La Norvegia nei primi mesi dell’anno offre ai cultori del merluzzo uno dei suoi prodotti più ricercati, lo Skrei, pescato da gennaio fino ad aprile nelle isole più a Nord, le mitiche Lofoten, e da consumare rigorosamente freschissimo. La qualità della materia prima, la compattezza delle carni, il bianco quasi accecante del filetto che è la parte più nobile dello Skrei (ed è più grosso e lungo rispetto al canonico merluzzo), ma non è certo l’unica visto che di questo pesce non si butta proprio niente, lasciano oltretutto intravedere grandi possibilità di utilizzo anche per molti cuochi di casa nostra.
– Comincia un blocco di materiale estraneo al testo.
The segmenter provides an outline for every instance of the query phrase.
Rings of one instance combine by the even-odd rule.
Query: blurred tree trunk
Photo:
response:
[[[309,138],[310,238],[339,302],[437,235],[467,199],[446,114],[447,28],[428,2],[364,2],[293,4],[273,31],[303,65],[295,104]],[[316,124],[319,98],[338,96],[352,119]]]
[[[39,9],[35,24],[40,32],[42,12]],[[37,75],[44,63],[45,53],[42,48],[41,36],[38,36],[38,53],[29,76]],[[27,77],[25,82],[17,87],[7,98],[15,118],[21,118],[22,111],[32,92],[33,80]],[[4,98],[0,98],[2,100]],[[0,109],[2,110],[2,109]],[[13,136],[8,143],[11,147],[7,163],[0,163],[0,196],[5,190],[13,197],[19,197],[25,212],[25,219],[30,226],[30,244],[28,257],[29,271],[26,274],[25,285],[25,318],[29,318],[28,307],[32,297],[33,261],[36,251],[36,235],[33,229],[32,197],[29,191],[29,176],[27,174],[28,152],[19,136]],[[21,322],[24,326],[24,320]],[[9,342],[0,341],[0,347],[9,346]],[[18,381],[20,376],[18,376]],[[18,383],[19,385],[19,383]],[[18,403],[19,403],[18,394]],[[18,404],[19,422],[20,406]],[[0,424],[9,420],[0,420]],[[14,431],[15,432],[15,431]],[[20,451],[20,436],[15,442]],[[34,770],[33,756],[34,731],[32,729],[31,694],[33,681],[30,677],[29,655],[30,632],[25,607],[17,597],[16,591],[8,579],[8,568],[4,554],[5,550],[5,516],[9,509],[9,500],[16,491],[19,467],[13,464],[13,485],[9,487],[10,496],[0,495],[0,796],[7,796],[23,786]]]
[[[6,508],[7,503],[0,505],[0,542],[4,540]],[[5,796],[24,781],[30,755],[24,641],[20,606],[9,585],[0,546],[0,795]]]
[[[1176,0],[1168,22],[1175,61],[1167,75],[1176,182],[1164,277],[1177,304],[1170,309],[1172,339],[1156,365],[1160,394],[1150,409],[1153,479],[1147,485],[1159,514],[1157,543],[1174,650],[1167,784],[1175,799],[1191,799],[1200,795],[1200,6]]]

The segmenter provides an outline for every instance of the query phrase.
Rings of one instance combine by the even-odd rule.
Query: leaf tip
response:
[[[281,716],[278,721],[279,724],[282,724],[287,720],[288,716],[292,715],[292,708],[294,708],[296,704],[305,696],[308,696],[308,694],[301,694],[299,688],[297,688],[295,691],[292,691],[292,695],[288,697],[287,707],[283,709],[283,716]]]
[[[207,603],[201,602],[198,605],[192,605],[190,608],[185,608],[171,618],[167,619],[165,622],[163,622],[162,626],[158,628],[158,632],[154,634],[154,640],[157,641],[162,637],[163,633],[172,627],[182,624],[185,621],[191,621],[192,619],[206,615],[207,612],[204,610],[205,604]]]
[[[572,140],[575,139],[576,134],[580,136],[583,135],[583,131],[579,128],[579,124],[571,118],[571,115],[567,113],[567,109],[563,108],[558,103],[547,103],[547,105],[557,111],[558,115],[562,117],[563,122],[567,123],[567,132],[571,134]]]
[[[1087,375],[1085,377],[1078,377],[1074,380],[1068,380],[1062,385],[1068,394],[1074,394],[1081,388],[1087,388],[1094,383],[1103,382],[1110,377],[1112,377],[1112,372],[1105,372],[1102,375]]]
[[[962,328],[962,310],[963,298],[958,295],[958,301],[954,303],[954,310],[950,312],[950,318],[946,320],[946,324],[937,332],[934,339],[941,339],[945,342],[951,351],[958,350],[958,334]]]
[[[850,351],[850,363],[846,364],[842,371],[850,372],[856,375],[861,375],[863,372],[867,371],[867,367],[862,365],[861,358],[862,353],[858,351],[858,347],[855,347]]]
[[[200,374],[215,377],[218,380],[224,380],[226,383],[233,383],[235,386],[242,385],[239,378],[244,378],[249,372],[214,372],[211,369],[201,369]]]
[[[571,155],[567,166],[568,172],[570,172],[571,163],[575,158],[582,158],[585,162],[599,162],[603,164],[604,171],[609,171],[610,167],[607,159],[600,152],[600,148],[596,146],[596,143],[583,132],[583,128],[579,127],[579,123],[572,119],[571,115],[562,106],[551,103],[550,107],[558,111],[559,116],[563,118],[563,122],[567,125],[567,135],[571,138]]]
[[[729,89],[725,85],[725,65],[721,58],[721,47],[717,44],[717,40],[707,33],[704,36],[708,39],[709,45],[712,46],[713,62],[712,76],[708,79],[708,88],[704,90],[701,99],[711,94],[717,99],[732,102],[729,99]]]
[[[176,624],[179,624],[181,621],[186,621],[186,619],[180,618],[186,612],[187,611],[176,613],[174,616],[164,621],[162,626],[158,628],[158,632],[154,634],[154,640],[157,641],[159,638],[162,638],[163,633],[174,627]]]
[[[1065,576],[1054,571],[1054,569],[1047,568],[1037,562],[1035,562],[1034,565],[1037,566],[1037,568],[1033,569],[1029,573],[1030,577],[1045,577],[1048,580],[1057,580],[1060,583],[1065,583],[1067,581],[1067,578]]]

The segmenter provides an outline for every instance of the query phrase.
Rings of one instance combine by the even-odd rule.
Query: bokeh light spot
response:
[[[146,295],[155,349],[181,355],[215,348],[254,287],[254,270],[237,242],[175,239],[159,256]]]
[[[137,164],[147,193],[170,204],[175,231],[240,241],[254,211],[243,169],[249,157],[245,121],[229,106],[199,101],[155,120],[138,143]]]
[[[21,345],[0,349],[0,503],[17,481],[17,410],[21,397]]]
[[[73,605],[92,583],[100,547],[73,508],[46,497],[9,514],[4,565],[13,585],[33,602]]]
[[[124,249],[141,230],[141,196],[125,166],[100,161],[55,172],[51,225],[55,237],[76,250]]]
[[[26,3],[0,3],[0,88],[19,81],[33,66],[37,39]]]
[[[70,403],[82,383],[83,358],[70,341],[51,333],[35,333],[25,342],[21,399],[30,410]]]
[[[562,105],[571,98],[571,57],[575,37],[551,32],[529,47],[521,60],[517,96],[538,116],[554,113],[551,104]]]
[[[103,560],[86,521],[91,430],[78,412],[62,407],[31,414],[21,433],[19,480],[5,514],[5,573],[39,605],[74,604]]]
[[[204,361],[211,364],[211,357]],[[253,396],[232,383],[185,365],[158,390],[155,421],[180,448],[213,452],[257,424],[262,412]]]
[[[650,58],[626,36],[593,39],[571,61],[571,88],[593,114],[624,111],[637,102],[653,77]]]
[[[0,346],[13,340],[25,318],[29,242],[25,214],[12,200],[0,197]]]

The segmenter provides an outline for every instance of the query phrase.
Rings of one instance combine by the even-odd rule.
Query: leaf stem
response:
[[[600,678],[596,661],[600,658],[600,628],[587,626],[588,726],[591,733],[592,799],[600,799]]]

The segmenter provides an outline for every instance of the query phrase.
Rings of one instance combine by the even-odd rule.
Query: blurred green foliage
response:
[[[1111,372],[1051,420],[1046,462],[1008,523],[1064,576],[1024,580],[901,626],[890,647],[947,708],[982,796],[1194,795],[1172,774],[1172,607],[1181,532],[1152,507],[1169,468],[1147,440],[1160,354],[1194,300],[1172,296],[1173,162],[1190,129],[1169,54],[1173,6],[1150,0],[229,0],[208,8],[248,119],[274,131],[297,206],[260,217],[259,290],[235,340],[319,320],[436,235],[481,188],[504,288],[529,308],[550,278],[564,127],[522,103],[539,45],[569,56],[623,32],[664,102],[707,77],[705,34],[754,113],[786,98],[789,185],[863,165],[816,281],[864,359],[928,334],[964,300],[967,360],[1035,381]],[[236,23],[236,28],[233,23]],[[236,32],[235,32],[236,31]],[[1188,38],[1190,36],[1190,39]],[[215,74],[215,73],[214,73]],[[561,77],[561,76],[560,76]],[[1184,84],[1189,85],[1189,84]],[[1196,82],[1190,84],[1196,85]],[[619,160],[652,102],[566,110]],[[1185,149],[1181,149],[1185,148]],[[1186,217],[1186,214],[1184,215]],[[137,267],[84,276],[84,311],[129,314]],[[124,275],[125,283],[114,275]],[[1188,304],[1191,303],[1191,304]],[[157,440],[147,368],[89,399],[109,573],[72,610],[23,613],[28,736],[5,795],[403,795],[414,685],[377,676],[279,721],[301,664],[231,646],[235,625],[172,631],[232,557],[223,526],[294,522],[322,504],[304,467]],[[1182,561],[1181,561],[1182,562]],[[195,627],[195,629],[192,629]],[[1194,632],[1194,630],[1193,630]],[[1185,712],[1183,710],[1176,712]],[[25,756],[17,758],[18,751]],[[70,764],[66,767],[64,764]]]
Il giovane chef norvegese Gunnar Jensen
Soprattutto in questi mesi, proprio quando è già partita presso alcuni di loro una spedizione di
Skrei da testare in vista di un arrivo futuro sul mercato italiano da parte dei maggiori esportatori norvegesi. E da nord a sud, invece, proprio in Norvegia da Trømso a Oslo, non mancano certo gli spunti per incontrarlo in tavola anche in versioni forse meno classiche, da parte di una nuova generazione di cuochi più smaliziati e vogliosi di farsi notare.
Proprio nella cittadina industriale più vicina al Polo, Trømso, da qualche mese si è stabilito con il suo nuovo ristorante il giovane cuoco
Gunnar Jensen. Che in realtà già lavorava da queste parti in un altro ristorante di grande tradizione, ma che ora ha deciso di spiccare il volo con il suo
Mathallen, locale piacevole e dai toni bistro’, con cucina aperta e, a fianco, un fornito negozio di Delicatessen che permette di acquistare prodotti norvegesi e non solo.

Queste mani sono quelle di Jostein Medhus, durante una sua lezione sul merluzzo alla Kulinarisk Akademi di Oslo
Un luogo, se vogliamo, atipico per queste latitudini, dove però c’è una vita sociale a dire il vero piuttosto vivace, soprattutto durante i mesi estivi.
Gunnar, che tra l’altro conosce l’Italia avendo cucinato negli anni passati in uno stellato in provincia di Bergamo, ha creato una sua versione più nordica della
bistronomie per come noi la conosciamo. Divertendosi a reinterpretare, ad esempio, lo
Smørrebrød danese, con il merluzzo (la sua versione lo vede appoggiato su una solida fetta di panfocaccia con tanto di purè di scalogno e cipolle rosse), oppure andando a pescare in quei prodotti che entrano quotidianamente nella borsa della spesa delle famiglie locali.
Così il salmone incontra i cetrioli, la soya e la sour cream, e le polpette di
Klippfisk, un baccalà semi salato, giocano con le carote e la maionese. E ogni tanto si strizza l’occhio a una clientela più giovane, che magari si lancia con piacere nell’assaggio di un robusto sandwich di maiale accompagnato dalle birre locali.

Lingue di merluzzo fritte
Con un po’ di fortuna, si possono anche trovare le
lingue di merluzzo fritte (l’equivalente delle kokotxas basche), ma per una delucidazione sull’utilizzo quasi integrale del merluzzo in cucina la persona giusta rimane
Jostein Medhus. Lui è un giovane cuoco metodico e preciso quanto basta per rendere l’incontro alla
Kulinarisk Akademi di Oslo (ospitata al primo piano dello splendido mercato
Mathallen e tappa training dei cuochi norvegesi verso appuntamenti internazionali come le Olimpiadi della Cucina), un percorso didattico irrinunciabile, che va dall’apertura a vista di un merluzzo al suo lento sezionamento in diverse parti, fino ad arrivare all’utilizzo ai fornelli.
Dalla pelle al fegato, dalle uova (esiste anche una bottarga, salata e fatta stagionare per due mesi) alle guance, dalla lingua (fritta in un paio di minuti) sino alla pelle e alla lisca.